Augustinian philosophy would become a key pillar of Christian thought as the power and influence of the Church developed through the Middle Ages to the advent of the Renaissance period. But there was an economic dimension to the rule of celibacy that is rarely mentioned. Prior to the start of the Middle Ages, the Church accumulated a great deal of property. The Church though, was concerned that priests, who were still permitted to have wives at the time, would allow their children to inherit church lands belonging to them as individual priests. The obvious potential for a major income shortfall here was not lost on the Church. As the Church was confronted with this looming crisis, Pope Benedict VIII intervened in the 11th century by prohibiting priests from passing down property rights to their children. He went one step farther by declaring that priests could no longer cohabit with women.

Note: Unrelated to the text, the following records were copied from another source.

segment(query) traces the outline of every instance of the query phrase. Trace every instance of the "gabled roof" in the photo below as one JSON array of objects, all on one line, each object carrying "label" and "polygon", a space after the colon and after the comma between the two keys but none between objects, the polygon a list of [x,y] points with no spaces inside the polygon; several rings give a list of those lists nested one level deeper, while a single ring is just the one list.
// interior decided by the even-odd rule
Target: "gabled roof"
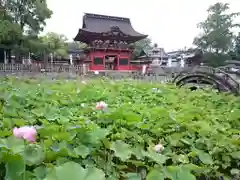
[{"label": "gabled roof", "polygon": [[83,16],[82,28],[74,40],[87,42],[95,37],[135,42],[147,35],[135,31],[129,18],[86,13]]}]

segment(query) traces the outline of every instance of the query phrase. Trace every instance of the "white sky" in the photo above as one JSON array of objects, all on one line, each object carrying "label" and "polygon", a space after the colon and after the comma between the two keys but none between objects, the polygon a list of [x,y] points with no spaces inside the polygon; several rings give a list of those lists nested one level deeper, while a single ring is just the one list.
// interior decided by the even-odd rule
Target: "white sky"
[{"label": "white sky", "polygon": [[[221,0],[220,0],[221,1]],[[199,33],[196,24],[206,18],[206,9],[217,0],[47,0],[53,11],[46,32],[65,34],[72,40],[82,27],[84,13],[128,17],[133,28],[149,35],[167,51],[190,47]],[[115,3],[114,3],[115,2]],[[218,1],[219,2],[219,1]],[[240,11],[240,0],[225,0],[232,12]],[[240,18],[237,19],[240,22]]]}]

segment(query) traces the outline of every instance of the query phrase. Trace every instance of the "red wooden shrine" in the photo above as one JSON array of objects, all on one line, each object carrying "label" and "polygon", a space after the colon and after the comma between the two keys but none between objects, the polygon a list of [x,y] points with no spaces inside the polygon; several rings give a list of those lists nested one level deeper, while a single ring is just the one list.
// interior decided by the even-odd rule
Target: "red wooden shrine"
[{"label": "red wooden shrine", "polygon": [[88,45],[84,63],[90,70],[132,70],[129,45],[146,37],[133,29],[128,18],[87,13],[74,40]]}]

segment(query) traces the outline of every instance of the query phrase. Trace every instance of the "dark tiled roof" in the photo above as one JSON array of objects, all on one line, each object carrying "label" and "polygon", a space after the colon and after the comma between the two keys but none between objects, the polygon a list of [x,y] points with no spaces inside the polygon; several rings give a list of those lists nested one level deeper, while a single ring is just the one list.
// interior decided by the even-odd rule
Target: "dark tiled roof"
[{"label": "dark tiled roof", "polygon": [[132,41],[138,41],[147,37],[147,35],[141,34],[133,29],[129,18],[86,13],[83,17],[82,29],[79,29],[75,40],[83,39],[83,36],[85,36],[86,39],[86,36],[91,36],[91,34],[99,37],[99,34],[115,30],[124,35],[125,39],[123,38],[123,40],[132,39]]}]

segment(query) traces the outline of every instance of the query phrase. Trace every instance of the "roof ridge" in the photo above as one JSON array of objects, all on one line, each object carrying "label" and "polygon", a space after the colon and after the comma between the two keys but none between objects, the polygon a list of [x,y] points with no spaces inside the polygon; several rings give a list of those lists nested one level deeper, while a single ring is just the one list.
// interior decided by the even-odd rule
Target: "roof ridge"
[{"label": "roof ridge", "polygon": [[130,19],[129,19],[129,18],[118,17],[118,16],[108,16],[108,15],[92,14],[92,13],[85,13],[84,16],[85,16],[85,17],[91,17],[91,18],[110,19],[110,20],[118,20],[118,21],[130,22]]}]

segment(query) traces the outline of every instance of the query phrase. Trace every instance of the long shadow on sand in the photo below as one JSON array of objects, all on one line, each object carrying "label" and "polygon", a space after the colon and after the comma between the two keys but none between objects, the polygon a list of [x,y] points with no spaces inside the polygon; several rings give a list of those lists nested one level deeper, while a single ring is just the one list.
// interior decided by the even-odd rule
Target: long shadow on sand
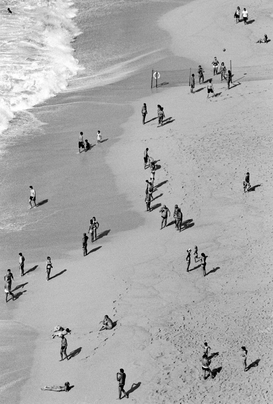
[{"label": "long shadow on sand", "polygon": [[218,269],[220,269],[220,267],[216,267],[216,268],[213,268],[211,271],[210,271],[209,272],[207,272],[207,275],[208,275],[209,274],[212,274],[213,272],[216,272],[216,271]]},{"label": "long shadow on sand", "polygon": [[79,347],[79,348],[77,348],[76,349],[74,349],[72,351],[72,352],[70,354],[68,354],[68,357],[69,359],[71,359],[72,358],[74,358],[74,356],[76,356],[76,355],[78,355],[80,351],[82,350],[82,347]]},{"label": "long shadow on sand", "polygon": [[20,289],[20,288],[23,288],[23,287],[25,286],[26,285],[27,285],[28,283],[28,282],[26,282],[25,283],[22,283],[21,284],[21,285],[17,285],[16,287],[13,290],[11,291],[15,292],[15,290],[17,290],[18,289]]},{"label": "long shadow on sand", "polygon": [[87,253],[86,255],[88,255],[89,254],[91,254],[91,253],[95,253],[95,252],[97,250],[99,250],[99,248],[101,248],[102,247],[102,246],[99,246],[98,247],[96,247],[95,248],[93,248],[93,250],[90,250],[90,251]]},{"label": "long shadow on sand", "polygon": [[32,272],[32,271],[35,271],[36,268],[38,267],[38,265],[36,265],[35,267],[33,267],[33,268],[31,268],[28,270],[28,271],[27,271],[26,272],[24,273],[24,276],[26,274],[28,274],[29,272]]},{"label": "long shadow on sand", "polygon": [[109,229],[109,230],[105,230],[104,231],[102,231],[101,233],[99,233],[96,240],[97,240],[99,238],[102,238],[102,237],[104,237],[105,236],[107,236],[110,231],[110,229]]},{"label": "long shadow on sand", "polygon": [[247,366],[246,368],[246,370],[249,370],[251,368],[256,368],[256,366],[259,366],[259,362],[260,360],[260,359],[256,359],[254,360],[254,362],[251,363],[250,365]]},{"label": "long shadow on sand", "polygon": [[168,180],[166,179],[165,180],[165,181],[162,181],[162,182],[160,182],[159,184],[157,184],[157,185],[155,185],[155,187],[154,187],[154,191],[155,191],[158,188],[159,188],[159,187],[161,187],[162,185],[164,185],[164,184],[165,184],[167,182],[168,182]]},{"label": "long shadow on sand", "polygon": [[[133,393],[135,390],[136,390],[138,388],[141,384],[141,381],[139,381],[138,383],[133,383],[131,386],[130,390],[128,390],[127,391],[126,391],[126,394],[127,395],[129,396],[131,393]],[[125,397],[125,396],[124,396],[124,397]]]},{"label": "long shadow on sand", "polygon": [[51,276],[51,277],[50,278],[50,280],[51,280],[51,279],[53,279],[53,278],[56,278],[57,276],[59,276],[59,275],[62,275],[64,272],[65,272],[66,270],[66,269],[63,269],[63,270],[61,271],[60,272],[59,272],[58,274],[56,274],[54,276]]},{"label": "long shadow on sand", "polygon": [[44,205],[45,203],[47,203],[48,201],[48,199],[44,199],[43,201],[41,201],[40,202],[38,202],[38,203],[36,203],[36,206],[42,206],[42,205]]}]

Catholics may be tempted to ask how could such an inviolate rule be buttressed by something as petty as financial concerns. For centuries, it has been widely assumed among the general Catholic laity that the Holy Church is, and has always been, above and beyond the realm of material ambitions. After all, did not Jesus Christ himself renounce a life of material wealth?

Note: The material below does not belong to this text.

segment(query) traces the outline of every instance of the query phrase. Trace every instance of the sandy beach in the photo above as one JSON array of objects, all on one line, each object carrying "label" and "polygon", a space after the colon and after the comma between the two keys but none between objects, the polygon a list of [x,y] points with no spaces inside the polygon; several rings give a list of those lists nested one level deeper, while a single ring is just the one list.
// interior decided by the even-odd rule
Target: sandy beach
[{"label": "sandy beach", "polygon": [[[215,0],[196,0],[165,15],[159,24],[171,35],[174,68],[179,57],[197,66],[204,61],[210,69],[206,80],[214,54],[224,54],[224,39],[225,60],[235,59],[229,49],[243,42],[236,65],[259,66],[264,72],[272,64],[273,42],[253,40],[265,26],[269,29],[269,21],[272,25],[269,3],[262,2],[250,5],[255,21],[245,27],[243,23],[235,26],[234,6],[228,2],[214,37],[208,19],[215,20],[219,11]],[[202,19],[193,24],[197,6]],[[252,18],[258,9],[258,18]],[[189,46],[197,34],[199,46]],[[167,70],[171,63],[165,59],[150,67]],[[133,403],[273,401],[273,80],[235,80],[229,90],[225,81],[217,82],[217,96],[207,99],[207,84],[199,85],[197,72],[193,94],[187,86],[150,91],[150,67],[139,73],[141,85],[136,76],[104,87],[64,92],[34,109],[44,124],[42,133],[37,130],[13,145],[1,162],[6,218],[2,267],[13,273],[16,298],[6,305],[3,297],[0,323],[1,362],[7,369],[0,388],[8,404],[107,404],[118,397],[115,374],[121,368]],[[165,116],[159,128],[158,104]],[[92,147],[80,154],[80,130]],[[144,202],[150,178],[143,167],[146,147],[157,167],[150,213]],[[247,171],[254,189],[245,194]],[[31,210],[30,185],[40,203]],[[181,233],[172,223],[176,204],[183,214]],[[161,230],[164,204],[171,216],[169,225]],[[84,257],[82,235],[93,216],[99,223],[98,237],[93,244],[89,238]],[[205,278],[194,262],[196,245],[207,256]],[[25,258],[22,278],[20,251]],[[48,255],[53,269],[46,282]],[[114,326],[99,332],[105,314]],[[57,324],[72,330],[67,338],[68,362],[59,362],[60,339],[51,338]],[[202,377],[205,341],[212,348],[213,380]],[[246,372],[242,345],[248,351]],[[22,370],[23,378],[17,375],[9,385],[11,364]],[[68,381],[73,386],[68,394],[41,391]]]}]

Critics of the Holy Church are determined to appropriate the truth out of some of the institution’s mythologically-structured histories, histories that they claim the Church has put forth as the truth in the spirit of employing a suspension of disbelief in the minds of its followers. This goes to the heart of the problem of what historically inspired the rule of celibacy. Contemporary Church leaders are not likely to admit up front that financial reasons were also behind the introduction of the celibacy rule, a rule that has no obligatory justification in the Holy Scriptures. Hence, the necessity of what is the Church’s selective history, the ultimate credulity of which was its own vindication as it instilled a sense of spiritual legitimacy among the Catholic faithful.

It was probably hard to predict in the 11th century that the celibacy rule would centuries later secure an unsavory place in the Catholic Church’s history. This observation follows from the mounting assertion that the sex abuse scandals in the Church are the result of the perpetrators being denied sexual relations and gratification, two things that are as natural to human beings as eating and sleeping.

If critics of the Church’s handling of the sex abuse scandals had it their way, they would resort to abolishing, or least amending, the rule of celibacy altogether. The rule is said to be a major reason why the Church is experiencing trouble in recruiting new priests. Furthermore, it is the rule, they say, that has had the effect of sexually-repressing priests, thereby turning them into sexual deviants, a Freudian interpretation to be sure, but one that deserves further examination.

The Vatican maintains that the rule of celibacy is not responsible for any sexual perversion whatsoever within the priesthood and that each case was a matter of the individual priest’s moral character. This defense, which is full of contradictions, has been coupled to Pope Benedict XVI whose alleged culpability in helping cover up the scandals has come under increased scrutiny. Indeed, the Pope and the rest of the Vatican leadership have left much to be desired in how they have responded to the scandals. Consequently, the Church has suffered a torrent of serious damage. What Church leaders still do not seem to realize is that they are spawning a perilous representation of the Church that supersedes the institution’s sanctified themes, narratives, and symbols that have been served up over the millennia.